Once you have the patient's consent, you can provide the copies as directed in the authorising consent.
You are entitled to charge your reasonable costs of making the records available. This can include fees that your practice management software provider charges to extract the records from your system. Subject to where your practice is located, there may be specific regulations addressing the recovery of fees.
Who owns the patient records?
The issue of ownership of patient records is complex. It depends on many factors, including the terms of the contract between the practice and practitioner, and has several practical implications, particularly when a practitioner leaves a practice. If a practitioner is part of a partnership or incorporated practice, multiple practitioners may be entitled to a copy of the records.
Ownership of records and access to records are two separate issues. Regardless of who actually owns the record, patients have a right to request access to their records, subject to any exceptions under the privacy legislation, and records can only be disclosed with the patient's consent or as otherwise authorised by law.
What if I work in a hospital or for a government entity?
As a general principle, if you work in a public hospital/facility, the patient records will be managed by that hospital and its policies. If you also see a patient privately then you would need to ensure that you are complying with the legislation and rules which apply to your private practice as well.
What do I do if I sell the practice?
In selling your practice, you may need to obtain the consent of a patient to the release/transfer of their records to the new practice owner subject to where your practice is located.
As part of any settlement period, practitioners will need to be careful to protect the records and maintain patient confidentiality. In some circumstances a consent may not be required and there are several exceptions that may apply. For example, where a practitioner sells their interest in the company that owns the practice as the entity running the practice will remain the same.
It is important to note that in some states/territories, there is specific legislation that details how records are to be dealt with when selling a practice. In Victoria and the ACT, practices must advertise in a local newspaper the sale of the practice and how records will be dealt with in the process.
The practice and practitioners will also need to be mindful of retaining patient records for the required periods outlined above and for their own off-risk purposes.
What do I do if I close the practice or am no longer able to operate the practice?
Similar to the sale of a practice, in some states/territories there is specific legislation that details how records are to be dealt with when closing or shutting down a practice.

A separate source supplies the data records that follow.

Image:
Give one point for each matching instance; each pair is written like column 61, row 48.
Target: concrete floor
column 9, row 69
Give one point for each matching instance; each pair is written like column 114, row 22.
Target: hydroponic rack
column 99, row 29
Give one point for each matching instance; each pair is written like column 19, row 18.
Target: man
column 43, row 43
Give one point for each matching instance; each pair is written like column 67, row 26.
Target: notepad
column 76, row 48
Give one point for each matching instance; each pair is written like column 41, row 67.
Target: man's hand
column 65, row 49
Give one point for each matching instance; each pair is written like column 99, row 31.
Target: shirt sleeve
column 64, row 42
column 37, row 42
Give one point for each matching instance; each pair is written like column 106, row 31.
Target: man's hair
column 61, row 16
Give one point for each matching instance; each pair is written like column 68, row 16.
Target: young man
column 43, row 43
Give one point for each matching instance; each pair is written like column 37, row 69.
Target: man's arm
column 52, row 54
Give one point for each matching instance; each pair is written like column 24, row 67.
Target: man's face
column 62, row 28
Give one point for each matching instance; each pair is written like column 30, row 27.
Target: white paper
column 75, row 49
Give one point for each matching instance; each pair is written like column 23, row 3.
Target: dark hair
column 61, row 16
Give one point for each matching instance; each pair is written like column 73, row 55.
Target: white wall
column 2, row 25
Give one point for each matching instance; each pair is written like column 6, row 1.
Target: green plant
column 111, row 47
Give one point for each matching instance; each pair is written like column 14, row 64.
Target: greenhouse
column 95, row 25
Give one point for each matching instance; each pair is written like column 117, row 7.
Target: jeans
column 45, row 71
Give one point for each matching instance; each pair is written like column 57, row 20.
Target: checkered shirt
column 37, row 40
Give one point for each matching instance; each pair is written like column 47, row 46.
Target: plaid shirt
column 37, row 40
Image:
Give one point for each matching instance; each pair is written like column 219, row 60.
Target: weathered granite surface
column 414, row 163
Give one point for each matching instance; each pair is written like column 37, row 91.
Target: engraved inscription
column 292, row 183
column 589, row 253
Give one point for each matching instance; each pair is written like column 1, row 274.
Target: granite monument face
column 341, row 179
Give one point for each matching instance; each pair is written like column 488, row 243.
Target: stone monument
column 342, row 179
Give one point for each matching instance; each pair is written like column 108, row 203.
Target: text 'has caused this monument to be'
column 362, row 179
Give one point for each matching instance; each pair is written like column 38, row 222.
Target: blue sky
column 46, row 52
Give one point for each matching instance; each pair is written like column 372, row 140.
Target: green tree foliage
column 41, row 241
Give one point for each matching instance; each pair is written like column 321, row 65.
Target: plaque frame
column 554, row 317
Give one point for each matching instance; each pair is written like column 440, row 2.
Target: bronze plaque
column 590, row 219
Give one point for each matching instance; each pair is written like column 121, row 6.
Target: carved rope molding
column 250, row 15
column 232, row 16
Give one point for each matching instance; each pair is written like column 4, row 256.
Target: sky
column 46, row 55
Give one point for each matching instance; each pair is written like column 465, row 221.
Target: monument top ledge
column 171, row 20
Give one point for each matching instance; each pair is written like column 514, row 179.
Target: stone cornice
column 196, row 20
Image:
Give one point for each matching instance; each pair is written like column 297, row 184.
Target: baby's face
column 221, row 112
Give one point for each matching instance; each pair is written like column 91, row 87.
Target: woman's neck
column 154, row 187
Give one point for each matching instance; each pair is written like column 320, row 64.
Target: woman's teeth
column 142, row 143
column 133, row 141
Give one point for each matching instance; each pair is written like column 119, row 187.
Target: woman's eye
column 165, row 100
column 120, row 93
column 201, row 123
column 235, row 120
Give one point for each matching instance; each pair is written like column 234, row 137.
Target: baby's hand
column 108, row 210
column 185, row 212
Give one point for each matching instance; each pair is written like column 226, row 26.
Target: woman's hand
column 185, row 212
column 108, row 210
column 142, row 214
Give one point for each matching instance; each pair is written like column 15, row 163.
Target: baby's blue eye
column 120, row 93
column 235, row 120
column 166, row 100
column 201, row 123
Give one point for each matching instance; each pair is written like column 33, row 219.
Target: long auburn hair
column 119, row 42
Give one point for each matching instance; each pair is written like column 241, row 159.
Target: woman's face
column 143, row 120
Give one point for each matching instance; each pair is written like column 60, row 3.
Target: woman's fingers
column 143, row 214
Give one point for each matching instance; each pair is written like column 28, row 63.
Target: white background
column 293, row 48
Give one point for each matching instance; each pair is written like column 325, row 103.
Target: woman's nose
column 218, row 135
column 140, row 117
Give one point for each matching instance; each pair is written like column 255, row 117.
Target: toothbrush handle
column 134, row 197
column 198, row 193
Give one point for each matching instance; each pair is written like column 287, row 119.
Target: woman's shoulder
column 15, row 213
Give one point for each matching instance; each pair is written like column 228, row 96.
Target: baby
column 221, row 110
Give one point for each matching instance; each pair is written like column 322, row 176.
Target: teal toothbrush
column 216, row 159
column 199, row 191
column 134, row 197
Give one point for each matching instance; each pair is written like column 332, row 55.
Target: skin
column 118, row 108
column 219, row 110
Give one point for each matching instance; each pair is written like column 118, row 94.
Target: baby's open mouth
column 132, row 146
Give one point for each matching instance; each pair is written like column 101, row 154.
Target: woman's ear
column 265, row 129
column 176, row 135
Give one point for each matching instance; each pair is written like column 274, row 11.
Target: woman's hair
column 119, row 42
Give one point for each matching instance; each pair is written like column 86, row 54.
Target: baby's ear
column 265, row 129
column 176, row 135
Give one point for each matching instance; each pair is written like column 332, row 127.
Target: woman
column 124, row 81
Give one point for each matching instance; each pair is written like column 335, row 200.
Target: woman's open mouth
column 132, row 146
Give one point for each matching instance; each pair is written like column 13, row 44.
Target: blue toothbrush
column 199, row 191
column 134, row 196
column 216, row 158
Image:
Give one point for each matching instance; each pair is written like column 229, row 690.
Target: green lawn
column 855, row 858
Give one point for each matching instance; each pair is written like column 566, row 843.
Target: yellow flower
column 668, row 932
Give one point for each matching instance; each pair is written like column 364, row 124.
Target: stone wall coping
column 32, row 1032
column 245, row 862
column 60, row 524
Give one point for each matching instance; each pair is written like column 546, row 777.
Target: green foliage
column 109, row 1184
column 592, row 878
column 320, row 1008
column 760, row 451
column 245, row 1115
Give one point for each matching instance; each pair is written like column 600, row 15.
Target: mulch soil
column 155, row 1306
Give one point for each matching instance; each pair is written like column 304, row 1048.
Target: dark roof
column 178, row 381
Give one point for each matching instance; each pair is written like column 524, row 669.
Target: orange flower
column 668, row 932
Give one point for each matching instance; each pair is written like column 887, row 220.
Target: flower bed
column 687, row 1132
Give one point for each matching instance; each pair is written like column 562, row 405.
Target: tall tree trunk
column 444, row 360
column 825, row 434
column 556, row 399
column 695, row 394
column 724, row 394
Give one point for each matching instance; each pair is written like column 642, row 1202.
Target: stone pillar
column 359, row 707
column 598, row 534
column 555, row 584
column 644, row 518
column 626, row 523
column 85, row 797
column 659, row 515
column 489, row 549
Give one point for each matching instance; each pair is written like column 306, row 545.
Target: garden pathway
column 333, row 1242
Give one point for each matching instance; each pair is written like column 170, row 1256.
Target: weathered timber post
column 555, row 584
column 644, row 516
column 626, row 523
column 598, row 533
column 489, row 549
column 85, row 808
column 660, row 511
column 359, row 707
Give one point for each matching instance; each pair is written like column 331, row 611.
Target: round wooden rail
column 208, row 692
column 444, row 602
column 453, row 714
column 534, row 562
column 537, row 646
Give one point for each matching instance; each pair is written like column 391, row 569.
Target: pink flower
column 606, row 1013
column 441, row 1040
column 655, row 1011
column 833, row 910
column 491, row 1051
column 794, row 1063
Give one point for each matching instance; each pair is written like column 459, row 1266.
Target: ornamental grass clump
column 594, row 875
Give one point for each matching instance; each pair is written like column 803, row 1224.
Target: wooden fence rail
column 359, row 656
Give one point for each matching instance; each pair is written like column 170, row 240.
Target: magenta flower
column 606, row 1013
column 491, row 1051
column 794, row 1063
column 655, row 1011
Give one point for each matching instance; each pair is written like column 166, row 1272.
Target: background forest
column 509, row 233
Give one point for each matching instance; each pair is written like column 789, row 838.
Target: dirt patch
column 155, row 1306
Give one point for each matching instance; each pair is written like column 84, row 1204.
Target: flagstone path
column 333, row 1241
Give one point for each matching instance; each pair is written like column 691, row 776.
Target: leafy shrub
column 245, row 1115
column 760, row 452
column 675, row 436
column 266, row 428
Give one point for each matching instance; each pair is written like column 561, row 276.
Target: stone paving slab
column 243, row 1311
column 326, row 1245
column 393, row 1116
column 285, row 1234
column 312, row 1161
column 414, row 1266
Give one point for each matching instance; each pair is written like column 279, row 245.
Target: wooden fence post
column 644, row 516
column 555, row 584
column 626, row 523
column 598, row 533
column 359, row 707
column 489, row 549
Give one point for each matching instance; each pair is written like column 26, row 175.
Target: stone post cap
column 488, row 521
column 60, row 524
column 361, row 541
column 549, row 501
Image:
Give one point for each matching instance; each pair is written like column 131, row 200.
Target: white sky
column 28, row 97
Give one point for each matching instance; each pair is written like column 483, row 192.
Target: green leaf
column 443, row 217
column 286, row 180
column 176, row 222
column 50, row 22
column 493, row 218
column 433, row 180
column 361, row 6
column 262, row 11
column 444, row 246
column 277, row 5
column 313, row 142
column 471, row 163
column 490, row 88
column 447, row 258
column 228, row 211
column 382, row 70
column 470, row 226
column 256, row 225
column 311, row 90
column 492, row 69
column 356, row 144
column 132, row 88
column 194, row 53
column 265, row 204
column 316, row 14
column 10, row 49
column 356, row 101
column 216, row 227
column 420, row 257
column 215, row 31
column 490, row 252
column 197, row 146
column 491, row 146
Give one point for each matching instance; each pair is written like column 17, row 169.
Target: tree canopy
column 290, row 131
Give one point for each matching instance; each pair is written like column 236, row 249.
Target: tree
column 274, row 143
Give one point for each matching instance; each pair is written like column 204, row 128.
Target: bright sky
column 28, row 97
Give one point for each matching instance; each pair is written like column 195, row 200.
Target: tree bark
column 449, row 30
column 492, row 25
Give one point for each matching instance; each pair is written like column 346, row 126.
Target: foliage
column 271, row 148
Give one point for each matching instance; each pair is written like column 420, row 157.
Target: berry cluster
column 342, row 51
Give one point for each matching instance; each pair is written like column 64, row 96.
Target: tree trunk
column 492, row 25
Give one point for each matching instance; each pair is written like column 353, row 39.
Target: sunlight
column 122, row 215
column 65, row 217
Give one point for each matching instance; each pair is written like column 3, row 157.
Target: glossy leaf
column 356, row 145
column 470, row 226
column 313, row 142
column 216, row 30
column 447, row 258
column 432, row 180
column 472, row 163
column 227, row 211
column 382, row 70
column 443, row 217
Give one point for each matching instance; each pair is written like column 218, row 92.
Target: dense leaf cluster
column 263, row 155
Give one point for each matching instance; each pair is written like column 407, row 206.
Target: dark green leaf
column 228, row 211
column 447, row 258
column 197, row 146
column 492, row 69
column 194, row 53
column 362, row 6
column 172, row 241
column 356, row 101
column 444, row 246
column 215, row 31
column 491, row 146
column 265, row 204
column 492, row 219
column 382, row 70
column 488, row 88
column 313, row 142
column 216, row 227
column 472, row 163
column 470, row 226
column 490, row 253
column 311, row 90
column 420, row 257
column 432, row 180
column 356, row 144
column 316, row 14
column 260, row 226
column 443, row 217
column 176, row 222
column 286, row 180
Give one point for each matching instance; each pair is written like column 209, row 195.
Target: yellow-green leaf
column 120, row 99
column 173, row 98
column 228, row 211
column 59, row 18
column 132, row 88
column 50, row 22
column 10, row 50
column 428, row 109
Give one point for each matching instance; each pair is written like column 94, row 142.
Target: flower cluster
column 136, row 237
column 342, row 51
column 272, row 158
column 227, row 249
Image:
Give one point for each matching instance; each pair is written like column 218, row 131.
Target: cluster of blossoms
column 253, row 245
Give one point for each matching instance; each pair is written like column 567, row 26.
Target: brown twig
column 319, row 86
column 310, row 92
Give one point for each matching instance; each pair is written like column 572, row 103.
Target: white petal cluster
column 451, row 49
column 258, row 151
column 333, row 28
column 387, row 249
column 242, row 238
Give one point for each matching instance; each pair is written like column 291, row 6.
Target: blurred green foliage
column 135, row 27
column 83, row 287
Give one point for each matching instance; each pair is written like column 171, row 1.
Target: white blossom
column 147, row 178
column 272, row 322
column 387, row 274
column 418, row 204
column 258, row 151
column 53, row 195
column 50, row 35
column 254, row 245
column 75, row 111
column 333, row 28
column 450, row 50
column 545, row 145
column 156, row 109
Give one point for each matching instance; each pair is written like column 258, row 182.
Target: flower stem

In Victoria and the ACT, practices must advertise in a local newspaper the closure of the practice and how patients will be able to access their records once closed.
The practice and practitioners will also need to be mindful of retaining their patient's records for the required periods outlined above and for their own off-risk purposes.
The content of this article is intended to provide a general guide to the subject matter. Specialist advice should be sought about your specific circumstances.